Johnny CashI Walk the Line Columbia S-30397 (1970)


As a somewhat forgotten soundtrack to a somewhat forgotten movie, I Walk the Line (not to be confused with Johnny Cash’s earlier album of the same name) is actually a fairly decent album that fits perfects into Cash’s aesthetic of the early 1970s.  After big success in the late 1960s with a more “rock” sound courtesy of Carl Perkins on guitar, and getting a national television program in mid-1969, he turned back to a more “folk” sound.  This sound was established with Hello, I’m Johnny Cash (1970).  With Cash at the absolute peak of his popularity, choosing him to record the soundtrack to I Walk the Line made sense.  The movie was kind of a bust, as director John Frankenheimer has said that the studio insisted on Gregory Peck for the lead but that Peck was cast against type and not the right choice.
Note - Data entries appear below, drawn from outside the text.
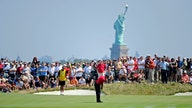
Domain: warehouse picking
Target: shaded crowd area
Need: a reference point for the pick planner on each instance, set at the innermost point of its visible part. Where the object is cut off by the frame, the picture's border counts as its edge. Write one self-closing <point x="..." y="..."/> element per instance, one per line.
<point x="21" y="75"/>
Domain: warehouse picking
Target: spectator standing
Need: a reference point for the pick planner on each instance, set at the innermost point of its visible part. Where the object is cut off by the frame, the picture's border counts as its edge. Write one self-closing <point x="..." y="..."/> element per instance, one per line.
<point x="101" y="68"/>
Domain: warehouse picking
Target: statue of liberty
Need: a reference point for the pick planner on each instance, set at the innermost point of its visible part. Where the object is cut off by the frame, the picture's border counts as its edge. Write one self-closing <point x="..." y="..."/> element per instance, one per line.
<point x="119" y="26"/>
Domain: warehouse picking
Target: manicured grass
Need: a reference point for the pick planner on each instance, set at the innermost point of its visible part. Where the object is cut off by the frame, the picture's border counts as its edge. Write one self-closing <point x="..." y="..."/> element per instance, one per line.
<point x="15" y="100"/>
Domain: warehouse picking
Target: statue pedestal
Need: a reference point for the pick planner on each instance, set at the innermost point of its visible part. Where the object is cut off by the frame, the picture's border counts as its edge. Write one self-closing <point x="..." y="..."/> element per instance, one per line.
<point x="118" y="50"/>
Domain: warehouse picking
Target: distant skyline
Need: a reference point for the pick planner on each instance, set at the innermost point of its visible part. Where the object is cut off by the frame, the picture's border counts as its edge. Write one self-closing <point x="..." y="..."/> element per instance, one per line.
<point x="84" y="28"/>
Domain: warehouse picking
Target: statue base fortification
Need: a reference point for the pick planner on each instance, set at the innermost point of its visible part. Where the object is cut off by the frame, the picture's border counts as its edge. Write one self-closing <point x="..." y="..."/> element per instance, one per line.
<point x="119" y="50"/>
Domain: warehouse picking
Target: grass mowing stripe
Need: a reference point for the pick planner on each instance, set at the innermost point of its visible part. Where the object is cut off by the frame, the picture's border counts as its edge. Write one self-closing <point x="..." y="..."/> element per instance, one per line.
<point x="112" y="101"/>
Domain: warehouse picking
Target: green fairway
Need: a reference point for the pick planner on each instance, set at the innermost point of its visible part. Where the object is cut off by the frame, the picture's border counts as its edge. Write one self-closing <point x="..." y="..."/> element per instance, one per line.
<point x="110" y="101"/>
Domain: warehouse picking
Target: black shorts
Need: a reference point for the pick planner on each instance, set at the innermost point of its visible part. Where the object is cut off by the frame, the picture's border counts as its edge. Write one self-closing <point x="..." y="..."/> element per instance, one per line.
<point x="61" y="82"/>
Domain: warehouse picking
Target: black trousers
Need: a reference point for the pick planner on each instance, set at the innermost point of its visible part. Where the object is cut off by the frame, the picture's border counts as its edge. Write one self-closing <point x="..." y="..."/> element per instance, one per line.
<point x="98" y="91"/>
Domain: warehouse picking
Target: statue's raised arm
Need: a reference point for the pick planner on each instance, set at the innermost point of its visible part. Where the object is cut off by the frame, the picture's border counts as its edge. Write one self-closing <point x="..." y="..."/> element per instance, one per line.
<point x="126" y="8"/>
<point x="119" y="27"/>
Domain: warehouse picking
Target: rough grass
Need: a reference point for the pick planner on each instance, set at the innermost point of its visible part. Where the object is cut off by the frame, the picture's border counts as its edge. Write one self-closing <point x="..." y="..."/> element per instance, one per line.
<point x="146" y="89"/>
<point x="122" y="88"/>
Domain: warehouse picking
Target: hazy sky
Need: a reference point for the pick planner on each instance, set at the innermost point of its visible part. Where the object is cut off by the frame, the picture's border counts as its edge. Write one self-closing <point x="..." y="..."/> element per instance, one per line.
<point x="84" y="28"/>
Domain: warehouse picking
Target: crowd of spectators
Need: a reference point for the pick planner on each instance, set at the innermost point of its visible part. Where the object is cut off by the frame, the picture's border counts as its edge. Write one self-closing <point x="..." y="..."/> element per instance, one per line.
<point x="20" y="75"/>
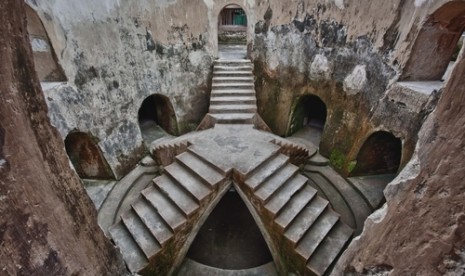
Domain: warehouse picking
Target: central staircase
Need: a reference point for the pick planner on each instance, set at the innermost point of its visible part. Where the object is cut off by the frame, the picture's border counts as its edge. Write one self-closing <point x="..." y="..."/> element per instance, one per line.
<point x="306" y="233"/>
<point x="156" y="227"/>
<point x="233" y="94"/>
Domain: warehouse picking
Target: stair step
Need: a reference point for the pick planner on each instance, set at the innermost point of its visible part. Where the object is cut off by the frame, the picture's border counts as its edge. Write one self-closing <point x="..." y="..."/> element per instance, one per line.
<point x="233" y="68"/>
<point x="201" y="168"/>
<point x="316" y="234"/>
<point x="140" y="233"/>
<point x="188" y="180"/>
<point x="132" y="254"/>
<point x="305" y="219"/>
<point x="232" y="92"/>
<point x="234" y="118"/>
<point x="227" y="79"/>
<point x="177" y="194"/>
<point x="277" y="180"/>
<point x="278" y="200"/>
<point x="330" y="248"/>
<point x="233" y="85"/>
<point x="230" y="73"/>
<point x="232" y="62"/>
<point x="294" y="206"/>
<point x="233" y="100"/>
<point x="170" y="213"/>
<point x="232" y="108"/>
<point x="152" y="219"/>
<point x="265" y="170"/>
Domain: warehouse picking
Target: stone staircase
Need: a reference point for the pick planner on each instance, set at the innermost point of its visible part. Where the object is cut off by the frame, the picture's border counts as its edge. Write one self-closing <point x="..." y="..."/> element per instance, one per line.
<point x="233" y="94"/>
<point x="305" y="229"/>
<point x="153" y="232"/>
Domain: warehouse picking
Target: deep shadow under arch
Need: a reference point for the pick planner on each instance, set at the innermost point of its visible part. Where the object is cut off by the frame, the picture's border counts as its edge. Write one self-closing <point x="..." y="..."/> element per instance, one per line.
<point x="45" y="60"/>
<point x="380" y="154"/>
<point x="86" y="157"/>
<point x="230" y="238"/>
<point x="232" y="25"/>
<point x="157" y="109"/>
<point x="310" y="112"/>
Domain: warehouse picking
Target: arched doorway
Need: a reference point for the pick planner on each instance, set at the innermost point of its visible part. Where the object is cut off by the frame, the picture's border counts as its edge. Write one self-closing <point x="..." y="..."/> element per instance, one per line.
<point x="380" y="154"/>
<point x="308" y="118"/>
<point x="232" y="32"/>
<point x="86" y="157"/>
<point x="45" y="60"/>
<point x="436" y="44"/>
<point x="157" y="118"/>
<point x="230" y="238"/>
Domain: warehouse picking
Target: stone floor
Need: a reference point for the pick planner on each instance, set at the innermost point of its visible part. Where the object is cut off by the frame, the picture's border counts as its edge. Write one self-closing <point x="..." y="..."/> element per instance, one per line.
<point x="262" y="175"/>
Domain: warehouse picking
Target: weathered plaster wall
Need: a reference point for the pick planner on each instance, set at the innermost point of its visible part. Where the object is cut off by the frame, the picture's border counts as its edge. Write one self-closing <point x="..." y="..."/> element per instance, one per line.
<point x="420" y="230"/>
<point x="115" y="54"/>
<point x="347" y="54"/>
<point x="48" y="225"/>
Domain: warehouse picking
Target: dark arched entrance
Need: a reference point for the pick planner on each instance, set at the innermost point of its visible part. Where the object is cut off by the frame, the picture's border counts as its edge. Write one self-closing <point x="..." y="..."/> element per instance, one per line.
<point x="230" y="238"/>
<point x="380" y="154"/>
<point x="45" y="60"/>
<point x="232" y="32"/>
<point x="436" y="43"/>
<point x="156" y="118"/>
<point x="86" y="157"/>
<point x="309" y="118"/>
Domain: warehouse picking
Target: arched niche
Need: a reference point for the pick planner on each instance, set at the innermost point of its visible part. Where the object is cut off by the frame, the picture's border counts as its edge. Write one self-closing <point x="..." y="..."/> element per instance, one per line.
<point x="380" y="154"/>
<point x="45" y="61"/>
<point x="86" y="157"/>
<point x="308" y="118"/>
<point x="436" y="43"/>
<point x="156" y="117"/>
<point x="230" y="238"/>
<point x="232" y="32"/>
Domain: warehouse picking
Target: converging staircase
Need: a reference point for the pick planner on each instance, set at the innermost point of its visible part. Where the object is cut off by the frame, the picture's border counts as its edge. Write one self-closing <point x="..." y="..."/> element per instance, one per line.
<point x="154" y="230"/>
<point x="306" y="234"/>
<point x="309" y="234"/>
<point x="233" y="93"/>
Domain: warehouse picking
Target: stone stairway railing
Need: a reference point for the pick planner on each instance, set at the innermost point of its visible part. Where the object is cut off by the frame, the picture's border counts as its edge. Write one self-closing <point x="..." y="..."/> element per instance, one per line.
<point x="298" y="154"/>
<point x="306" y="231"/>
<point x="153" y="232"/>
<point x="165" y="152"/>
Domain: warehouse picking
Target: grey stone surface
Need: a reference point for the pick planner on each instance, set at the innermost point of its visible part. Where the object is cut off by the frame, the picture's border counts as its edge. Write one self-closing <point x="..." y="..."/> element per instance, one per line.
<point x="98" y="190"/>
<point x="372" y="187"/>
<point x="123" y="194"/>
<point x="148" y="162"/>
<point x="191" y="267"/>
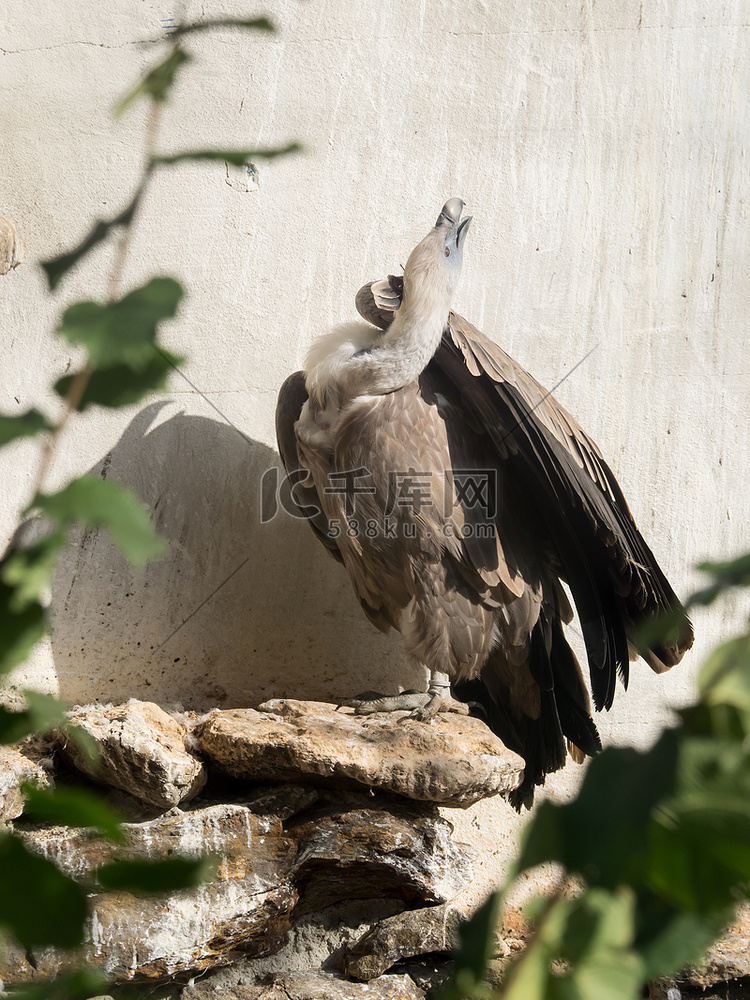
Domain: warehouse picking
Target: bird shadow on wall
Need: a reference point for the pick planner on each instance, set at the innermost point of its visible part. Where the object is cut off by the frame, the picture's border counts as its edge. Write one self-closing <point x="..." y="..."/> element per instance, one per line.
<point x="246" y="605"/>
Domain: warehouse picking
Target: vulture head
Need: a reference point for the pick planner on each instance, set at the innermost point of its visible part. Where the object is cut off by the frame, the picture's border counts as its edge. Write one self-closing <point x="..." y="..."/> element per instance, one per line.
<point x="434" y="265"/>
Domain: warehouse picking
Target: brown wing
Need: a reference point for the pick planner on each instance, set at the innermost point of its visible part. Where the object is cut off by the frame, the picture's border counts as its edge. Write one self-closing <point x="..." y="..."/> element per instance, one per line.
<point x="616" y="582"/>
<point x="577" y="503"/>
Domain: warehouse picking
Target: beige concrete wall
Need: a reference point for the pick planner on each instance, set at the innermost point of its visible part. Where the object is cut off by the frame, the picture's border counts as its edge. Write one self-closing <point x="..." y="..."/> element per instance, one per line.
<point x="601" y="146"/>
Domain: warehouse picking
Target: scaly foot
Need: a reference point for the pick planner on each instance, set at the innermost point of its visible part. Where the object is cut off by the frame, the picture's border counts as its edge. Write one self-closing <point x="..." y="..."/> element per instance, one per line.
<point x="421" y="705"/>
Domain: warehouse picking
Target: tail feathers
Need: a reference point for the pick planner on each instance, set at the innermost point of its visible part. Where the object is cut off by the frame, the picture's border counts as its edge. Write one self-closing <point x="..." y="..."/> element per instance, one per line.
<point x="564" y="720"/>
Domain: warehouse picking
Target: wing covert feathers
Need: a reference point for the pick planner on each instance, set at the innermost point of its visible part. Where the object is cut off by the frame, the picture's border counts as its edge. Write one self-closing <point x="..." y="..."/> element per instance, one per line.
<point x="489" y="606"/>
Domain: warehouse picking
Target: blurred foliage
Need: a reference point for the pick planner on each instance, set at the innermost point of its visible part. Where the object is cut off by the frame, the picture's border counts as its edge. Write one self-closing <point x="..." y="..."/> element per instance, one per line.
<point x="40" y="905"/>
<point x="653" y="852"/>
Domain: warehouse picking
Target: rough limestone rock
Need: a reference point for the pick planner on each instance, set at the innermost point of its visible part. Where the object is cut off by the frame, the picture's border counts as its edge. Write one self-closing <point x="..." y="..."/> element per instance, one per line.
<point x="243" y="910"/>
<point x="360" y="852"/>
<point x="454" y="760"/>
<point x="405" y="935"/>
<point x="729" y="957"/>
<point x="141" y="751"/>
<point x="314" y="986"/>
<point x="289" y="851"/>
<point x="15" y="770"/>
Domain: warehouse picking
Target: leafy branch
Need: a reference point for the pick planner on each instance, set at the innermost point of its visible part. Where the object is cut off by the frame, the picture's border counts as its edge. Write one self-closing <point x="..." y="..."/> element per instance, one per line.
<point x="39" y="905"/>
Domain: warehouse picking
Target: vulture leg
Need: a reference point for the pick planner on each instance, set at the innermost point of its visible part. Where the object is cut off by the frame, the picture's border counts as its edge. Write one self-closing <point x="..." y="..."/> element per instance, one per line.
<point x="421" y="705"/>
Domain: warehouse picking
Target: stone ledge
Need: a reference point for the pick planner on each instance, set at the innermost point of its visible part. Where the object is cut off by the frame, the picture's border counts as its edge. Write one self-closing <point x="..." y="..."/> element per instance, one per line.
<point x="454" y="760"/>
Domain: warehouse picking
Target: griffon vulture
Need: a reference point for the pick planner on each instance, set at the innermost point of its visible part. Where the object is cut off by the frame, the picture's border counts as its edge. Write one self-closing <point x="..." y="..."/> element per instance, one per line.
<point x="459" y="495"/>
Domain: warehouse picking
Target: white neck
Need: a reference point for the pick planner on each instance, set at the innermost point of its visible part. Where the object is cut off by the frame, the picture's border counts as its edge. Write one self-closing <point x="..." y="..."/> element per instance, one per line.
<point x="356" y="360"/>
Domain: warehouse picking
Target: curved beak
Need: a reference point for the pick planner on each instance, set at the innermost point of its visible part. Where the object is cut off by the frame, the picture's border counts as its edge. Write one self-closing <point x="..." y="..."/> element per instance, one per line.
<point x="451" y="212"/>
<point x="451" y="216"/>
<point x="463" y="228"/>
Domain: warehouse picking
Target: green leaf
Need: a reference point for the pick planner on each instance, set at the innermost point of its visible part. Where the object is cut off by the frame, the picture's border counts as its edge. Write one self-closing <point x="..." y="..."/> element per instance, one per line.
<point x="602" y="834"/>
<point x="29" y="570"/>
<point x="57" y="267"/>
<point x="582" y="949"/>
<point x="38" y="904"/>
<point x="43" y="712"/>
<point x="78" y="985"/>
<point x="167" y="875"/>
<point x="20" y="629"/>
<point x="24" y="425"/>
<point x="725" y="676"/>
<point x="157" y="82"/>
<point x="668" y="940"/>
<point x="256" y="23"/>
<point x="729" y="574"/>
<point x="99" y="503"/>
<point x="123" y="385"/>
<point x="72" y="807"/>
<point x="237" y="157"/>
<point x="699" y="842"/>
<point x="122" y="332"/>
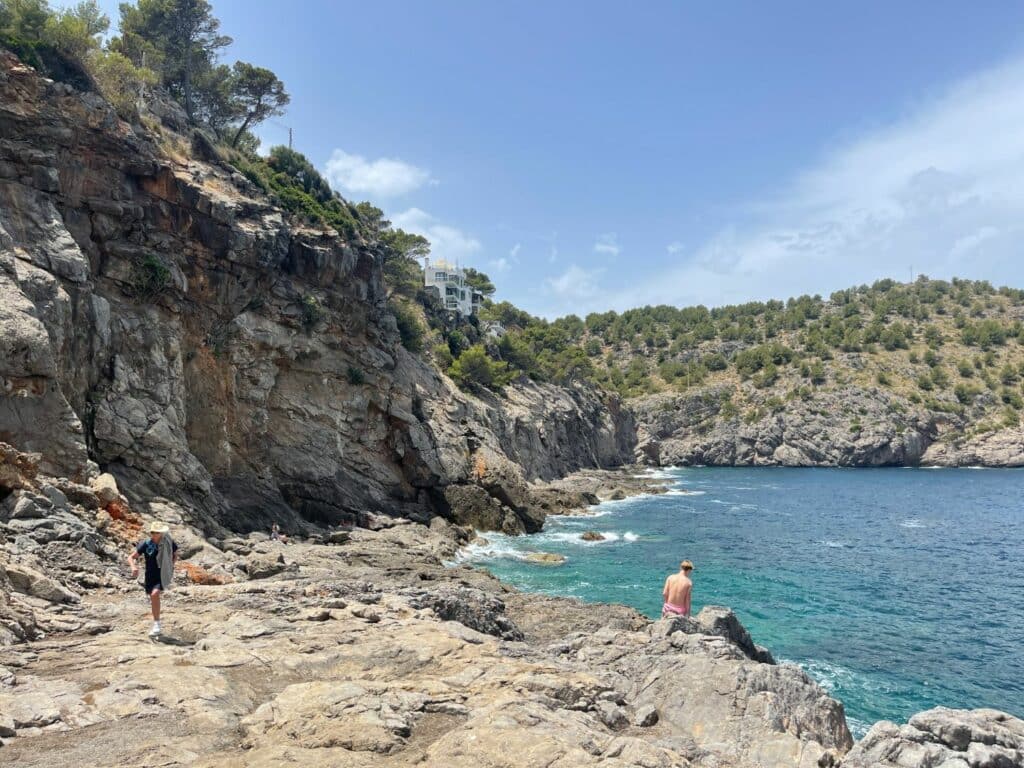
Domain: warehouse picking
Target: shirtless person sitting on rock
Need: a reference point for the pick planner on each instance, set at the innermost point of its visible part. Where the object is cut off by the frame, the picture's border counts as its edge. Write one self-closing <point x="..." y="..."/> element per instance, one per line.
<point x="677" y="592"/>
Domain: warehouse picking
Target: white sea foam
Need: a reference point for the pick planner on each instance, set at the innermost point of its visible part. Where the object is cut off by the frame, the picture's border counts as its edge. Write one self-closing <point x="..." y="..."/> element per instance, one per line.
<point x="494" y="545"/>
<point x="576" y="537"/>
<point x="665" y="473"/>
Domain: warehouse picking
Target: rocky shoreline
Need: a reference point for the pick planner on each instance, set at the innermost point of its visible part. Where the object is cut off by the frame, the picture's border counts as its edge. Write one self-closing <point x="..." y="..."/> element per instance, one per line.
<point x="367" y="649"/>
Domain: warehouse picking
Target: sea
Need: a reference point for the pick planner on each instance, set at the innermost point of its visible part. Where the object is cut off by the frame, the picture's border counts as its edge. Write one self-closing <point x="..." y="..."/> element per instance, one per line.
<point x="896" y="589"/>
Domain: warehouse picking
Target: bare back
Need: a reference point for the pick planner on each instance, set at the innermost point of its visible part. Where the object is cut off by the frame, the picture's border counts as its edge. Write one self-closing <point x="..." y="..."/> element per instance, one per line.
<point x="678" y="589"/>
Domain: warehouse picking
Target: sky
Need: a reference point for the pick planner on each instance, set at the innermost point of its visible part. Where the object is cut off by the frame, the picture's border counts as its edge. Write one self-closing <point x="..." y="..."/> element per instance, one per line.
<point x="593" y="156"/>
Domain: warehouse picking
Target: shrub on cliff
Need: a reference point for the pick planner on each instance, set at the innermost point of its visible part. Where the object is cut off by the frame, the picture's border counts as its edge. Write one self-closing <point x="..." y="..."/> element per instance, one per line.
<point x="150" y="278"/>
<point x="410" y="328"/>
<point x="474" y="368"/>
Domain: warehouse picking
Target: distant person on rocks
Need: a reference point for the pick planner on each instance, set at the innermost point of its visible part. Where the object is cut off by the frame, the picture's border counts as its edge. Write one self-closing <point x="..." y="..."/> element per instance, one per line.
<point x="677" y="592"/>
<point x="161" y="553"/>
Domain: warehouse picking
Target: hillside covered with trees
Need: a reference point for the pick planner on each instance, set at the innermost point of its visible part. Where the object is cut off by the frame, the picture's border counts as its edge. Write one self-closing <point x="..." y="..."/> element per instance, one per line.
<point x="953" y="348"/>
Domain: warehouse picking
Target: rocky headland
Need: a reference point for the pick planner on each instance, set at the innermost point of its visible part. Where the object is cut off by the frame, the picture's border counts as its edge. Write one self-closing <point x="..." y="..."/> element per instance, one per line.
<point x="174" y="347"/>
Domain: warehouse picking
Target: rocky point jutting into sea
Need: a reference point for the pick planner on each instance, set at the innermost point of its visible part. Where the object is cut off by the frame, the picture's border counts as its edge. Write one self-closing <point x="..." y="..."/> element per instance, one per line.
<point x="219" y="407"/>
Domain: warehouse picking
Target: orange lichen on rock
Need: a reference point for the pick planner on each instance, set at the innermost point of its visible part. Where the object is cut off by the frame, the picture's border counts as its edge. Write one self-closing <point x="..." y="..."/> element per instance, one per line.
<point x="124" y="524"/>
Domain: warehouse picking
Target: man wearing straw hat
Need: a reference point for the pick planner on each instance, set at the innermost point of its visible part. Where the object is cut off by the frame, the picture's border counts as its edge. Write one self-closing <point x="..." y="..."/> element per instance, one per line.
<point x="160" y="552"/>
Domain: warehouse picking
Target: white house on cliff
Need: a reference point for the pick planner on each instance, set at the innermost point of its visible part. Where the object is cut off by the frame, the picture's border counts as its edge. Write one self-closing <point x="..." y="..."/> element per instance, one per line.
<point x="450" y="283"/>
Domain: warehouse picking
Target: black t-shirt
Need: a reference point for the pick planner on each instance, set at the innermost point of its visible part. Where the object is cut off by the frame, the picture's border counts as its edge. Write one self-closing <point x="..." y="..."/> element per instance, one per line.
<point x="147" y="548"/>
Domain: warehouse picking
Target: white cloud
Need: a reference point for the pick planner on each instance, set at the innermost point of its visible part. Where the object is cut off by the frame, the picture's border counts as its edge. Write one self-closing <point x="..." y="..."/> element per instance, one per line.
<point x="574" y="284"/>
<point x="384" y="177"/>
<point x="445" y="242"/>
<point x="607" y="245"/>
<point x="938" y="189"/>
<point x="503" y="263"/>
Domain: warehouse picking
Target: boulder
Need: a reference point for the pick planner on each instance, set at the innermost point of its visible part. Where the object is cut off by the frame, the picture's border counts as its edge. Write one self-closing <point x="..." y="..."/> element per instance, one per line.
<point x="264" y="565"/>
<point x="715" y="620"/>
<point x="944" y="738"/>
<point x="471" y="607"/>
<point x="612" y="715"/>
<point x="645" y="717"/>
<point x="105" y="487"/>
<point x="30" y="582"/>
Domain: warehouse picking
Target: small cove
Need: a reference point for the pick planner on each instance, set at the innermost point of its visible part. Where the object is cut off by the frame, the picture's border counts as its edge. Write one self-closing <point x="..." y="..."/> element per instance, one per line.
<point x="896" y="589"/>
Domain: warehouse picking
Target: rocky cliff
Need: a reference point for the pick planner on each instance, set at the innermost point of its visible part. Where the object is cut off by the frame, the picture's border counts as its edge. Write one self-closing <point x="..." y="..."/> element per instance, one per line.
<point x="161" y="318"/>
<point x="847" y="427"/>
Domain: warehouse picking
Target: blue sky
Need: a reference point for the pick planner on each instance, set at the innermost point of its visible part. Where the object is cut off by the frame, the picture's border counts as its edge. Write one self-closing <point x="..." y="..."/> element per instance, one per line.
<point x="592" y="155"/>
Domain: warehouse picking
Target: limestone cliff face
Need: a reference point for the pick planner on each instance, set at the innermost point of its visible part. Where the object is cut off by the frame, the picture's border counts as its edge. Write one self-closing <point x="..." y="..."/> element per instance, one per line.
<point x="223" y="390"/>
<point x="846" y="428"/>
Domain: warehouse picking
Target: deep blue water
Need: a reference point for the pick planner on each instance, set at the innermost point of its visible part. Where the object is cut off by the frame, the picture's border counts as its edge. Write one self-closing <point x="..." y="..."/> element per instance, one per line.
<point x="897" y="589"/>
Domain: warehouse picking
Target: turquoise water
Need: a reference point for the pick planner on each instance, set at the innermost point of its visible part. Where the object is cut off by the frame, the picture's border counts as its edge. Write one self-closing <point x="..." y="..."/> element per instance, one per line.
<point x="897" y="589"/>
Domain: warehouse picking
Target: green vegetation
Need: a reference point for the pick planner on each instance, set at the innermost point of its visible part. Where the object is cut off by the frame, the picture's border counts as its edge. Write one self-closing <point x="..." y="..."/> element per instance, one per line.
<point x="949" y="346"/>
<point x="150" y="278"/>
<point x="173" y="43"/>
<point x="410" y="329"/>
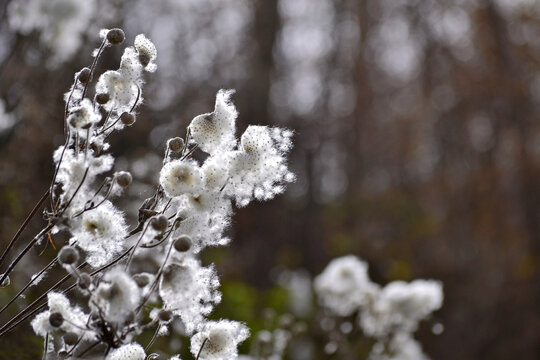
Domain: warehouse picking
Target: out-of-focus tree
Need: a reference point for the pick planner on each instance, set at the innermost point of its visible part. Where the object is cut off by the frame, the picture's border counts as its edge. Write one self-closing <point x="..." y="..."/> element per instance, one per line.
<point x="418" y="139"/>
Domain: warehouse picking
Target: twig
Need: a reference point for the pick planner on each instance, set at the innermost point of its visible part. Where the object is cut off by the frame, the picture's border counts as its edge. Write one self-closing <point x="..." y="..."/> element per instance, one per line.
<point x="24" y="225"/>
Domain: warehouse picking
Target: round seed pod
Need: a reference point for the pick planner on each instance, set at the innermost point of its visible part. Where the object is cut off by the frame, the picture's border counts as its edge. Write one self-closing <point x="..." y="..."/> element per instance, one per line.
<point x="176" y="144"/>
<point x="56" y="319"/>
<point x="68" y="255"/>
<point x="116" y="36"/>
<point x="84" y="75"/>
<point x="71" y="338"/>
<point x="159" y="223"/>
<point x="164" y="315"/>
<point x="182" y="244"/>
<point x="127" y="119"/>
<point x="84" y="281"/>
<point x="102" y="98"/>
<point x="123" y="178"/>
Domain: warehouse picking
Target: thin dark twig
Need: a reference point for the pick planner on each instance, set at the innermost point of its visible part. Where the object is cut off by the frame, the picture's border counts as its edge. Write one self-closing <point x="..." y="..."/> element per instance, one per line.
<point x="76" y="191"/>
<point x="190" y="152"/>
<point x="89" y="348"/>
<point x="152" y="340"/>
<point x="136" y="245"/>
<point x="16" y="319"/>
<point x="137" y="99"/>
<point x="51" y="192"/>
<point x="158" y="275"/>
<point x="34" y="279"/>
<point x="93" y="66"/>
<point x="24" y="225"/>
<point x="25" y="250"/>
<point x="200" y="350"/>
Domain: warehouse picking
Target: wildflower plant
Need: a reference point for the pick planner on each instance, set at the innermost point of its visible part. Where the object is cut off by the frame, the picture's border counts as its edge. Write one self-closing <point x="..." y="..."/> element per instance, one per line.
<point x="128" y="280"/>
As for the soundtrack itself, it opens with the magnificent “Flesh and Blood,” which would be Cash’s last #1 country hit single — the only time he ever came close to topping the pop singles charts was with “A Boy Named Sue” at #2 in 1969.  The song is grounded in a gentle acoustic guitar part set against a very mellow walking electric guitar rhythm part, with a romantic lyric and sweet, almost saccharine, string accompaniment typical of what was regularly featured on his TV show.   Next there is a new recording of his hit “I Walk the Line.”  It’s a fine version, perhaps unnecessary, but it’s hard to argue with having another performance of one of the man’s best compositions.  The rest of the album is made up of mostly spare acoustic numbers, a few being instrumental versions of songs also presented with vocals.  “Hungry,” “‘Cause I Love You,” “The World’s Gonna Fall on You” and “Face of Despair” are just Cash with an acoustic guitar, reminiscent of the urban folk on Orange Blossom Special (1965) and looking toward the bulk of Man in Black (1971) but also re-establishing the basic format used on Cash’s American Recordings comeback in the early 1990s.  But it concludes with the medley “Standing on the Promise / Amazing Grace” sung by The Carter Family.  The closing song stands in contrast to everything else on the album (much like “Amen” on Orange Blossom Special), but it’s also quite endearing in its homespun, country church stylings.  On balance, this album doesn’t deliver much in the way of songwriting, save for “Flesh and Blood.”  Yet Cash’s performances are steady, assured and impassioned.  If you like any of Cash’s material of the early 1970s, this is one to seek out at some point.